Higher Education’s Big (Data) Bang: Part Two
A university recently crunched all of the “Big Data” it had gathered on a course and made a surprising discovery.
Out of the two professors who taught the course, one had significantly lower performing students. But this was a professor who had won several teaching awards and was well-respected by campus leaders.
What was going on here, the researchers wondered as they sifted through all of the data points at their disposal.
They could only draw one conclusion based on the data at hand: the poorer student performance was because the professor was not the level of teacher everyone believed him to be.
The conclusion, it turns out, was wrong.
All the calculations and algorithms failed to point out something most professors now know nearly instinctively: the course was at 8 a.m., and so the class was mostly made up of procrastinators who had waited until the last minute to sign up for the course. Hardly a room full of over-achievers.
“When you have 5,000 data points, how do you know what question to ask?” said Sherry Woosley, former associate director of institutional effectiveness at Ball State University, as she related this real-life incident.

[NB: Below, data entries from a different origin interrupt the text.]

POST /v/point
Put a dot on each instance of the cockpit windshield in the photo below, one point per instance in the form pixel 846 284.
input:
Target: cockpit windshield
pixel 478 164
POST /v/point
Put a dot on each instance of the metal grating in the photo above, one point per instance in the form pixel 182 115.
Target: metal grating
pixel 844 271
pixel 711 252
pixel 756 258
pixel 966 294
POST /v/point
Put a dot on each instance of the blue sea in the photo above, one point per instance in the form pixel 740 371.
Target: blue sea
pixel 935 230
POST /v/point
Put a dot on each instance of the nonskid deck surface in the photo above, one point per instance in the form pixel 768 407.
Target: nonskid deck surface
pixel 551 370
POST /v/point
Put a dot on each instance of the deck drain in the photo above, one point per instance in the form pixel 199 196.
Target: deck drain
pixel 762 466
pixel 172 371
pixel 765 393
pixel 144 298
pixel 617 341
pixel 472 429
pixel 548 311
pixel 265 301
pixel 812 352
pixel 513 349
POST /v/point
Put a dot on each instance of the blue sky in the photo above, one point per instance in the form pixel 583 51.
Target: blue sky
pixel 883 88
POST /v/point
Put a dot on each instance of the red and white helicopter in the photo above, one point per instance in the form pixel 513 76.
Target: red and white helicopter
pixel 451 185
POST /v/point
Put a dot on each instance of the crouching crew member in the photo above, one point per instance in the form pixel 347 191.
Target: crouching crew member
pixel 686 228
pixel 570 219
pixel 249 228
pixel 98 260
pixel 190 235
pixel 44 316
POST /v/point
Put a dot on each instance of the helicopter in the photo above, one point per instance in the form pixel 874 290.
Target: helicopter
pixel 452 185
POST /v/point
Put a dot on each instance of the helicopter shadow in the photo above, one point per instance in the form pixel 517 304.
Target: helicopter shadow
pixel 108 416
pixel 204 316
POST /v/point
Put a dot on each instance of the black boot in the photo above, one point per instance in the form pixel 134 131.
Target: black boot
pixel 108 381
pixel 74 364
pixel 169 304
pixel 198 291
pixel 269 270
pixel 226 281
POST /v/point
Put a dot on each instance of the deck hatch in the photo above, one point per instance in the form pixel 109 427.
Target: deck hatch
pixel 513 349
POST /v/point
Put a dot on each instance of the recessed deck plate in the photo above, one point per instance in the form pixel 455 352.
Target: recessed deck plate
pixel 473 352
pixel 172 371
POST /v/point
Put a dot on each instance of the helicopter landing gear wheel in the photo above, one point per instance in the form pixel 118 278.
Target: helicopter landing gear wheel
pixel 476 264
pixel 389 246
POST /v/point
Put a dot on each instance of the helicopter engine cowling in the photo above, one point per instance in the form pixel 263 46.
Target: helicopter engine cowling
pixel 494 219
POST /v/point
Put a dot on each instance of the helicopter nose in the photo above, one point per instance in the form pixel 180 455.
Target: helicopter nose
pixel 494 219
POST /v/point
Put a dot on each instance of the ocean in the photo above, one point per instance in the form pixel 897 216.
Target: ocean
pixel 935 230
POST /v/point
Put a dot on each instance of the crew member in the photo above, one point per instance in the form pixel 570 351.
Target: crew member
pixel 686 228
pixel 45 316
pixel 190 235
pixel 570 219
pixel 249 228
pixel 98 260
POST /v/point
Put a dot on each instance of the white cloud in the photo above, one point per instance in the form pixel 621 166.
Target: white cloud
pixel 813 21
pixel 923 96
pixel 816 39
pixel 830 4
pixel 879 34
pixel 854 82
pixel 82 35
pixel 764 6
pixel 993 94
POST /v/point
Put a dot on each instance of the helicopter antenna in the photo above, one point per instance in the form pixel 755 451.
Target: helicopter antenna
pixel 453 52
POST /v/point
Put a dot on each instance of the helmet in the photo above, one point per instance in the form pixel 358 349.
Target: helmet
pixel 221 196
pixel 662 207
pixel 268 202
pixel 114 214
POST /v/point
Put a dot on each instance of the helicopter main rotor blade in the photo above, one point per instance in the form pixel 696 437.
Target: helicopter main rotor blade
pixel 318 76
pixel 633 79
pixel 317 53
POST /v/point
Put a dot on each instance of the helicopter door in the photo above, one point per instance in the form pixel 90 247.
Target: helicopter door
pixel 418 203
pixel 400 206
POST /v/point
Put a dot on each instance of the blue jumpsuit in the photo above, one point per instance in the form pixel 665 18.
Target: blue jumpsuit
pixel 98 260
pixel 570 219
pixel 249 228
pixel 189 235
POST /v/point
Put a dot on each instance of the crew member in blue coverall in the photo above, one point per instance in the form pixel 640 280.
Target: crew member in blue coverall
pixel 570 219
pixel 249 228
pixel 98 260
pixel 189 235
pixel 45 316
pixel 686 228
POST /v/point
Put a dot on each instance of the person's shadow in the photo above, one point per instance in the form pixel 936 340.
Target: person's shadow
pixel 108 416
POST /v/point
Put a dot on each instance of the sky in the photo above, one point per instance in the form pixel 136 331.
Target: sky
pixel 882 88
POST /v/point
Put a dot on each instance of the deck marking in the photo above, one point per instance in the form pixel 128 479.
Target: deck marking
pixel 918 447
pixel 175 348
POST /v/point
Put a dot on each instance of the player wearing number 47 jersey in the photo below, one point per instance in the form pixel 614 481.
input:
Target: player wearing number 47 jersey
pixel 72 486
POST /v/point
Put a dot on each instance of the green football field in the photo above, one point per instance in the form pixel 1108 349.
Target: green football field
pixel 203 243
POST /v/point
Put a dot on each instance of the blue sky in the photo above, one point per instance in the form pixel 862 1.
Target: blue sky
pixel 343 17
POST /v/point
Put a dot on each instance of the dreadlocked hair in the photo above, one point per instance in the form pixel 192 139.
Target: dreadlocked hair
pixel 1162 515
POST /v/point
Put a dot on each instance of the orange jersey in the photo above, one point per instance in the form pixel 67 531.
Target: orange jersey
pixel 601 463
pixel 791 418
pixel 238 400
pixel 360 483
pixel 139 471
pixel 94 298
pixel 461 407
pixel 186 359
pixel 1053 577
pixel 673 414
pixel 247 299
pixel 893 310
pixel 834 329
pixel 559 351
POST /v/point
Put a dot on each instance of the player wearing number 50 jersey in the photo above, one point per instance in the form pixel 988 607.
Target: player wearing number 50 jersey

That, she said, is one of the primary concerns as universities and colleges turn to Big Data technology to help make sense of all the information they have accumulated. More than 1,000 institutions are working with Big Data in some way, and universities are investing millions of dollars in super computers and data research centers.
Critics like Harper Reed, the chief technology officer of President Obama’s reelection campaign, warn that universities are being romanced — by adaptive learning platforms or computer companies like IBM — into financially backing what will turn out to be a fad.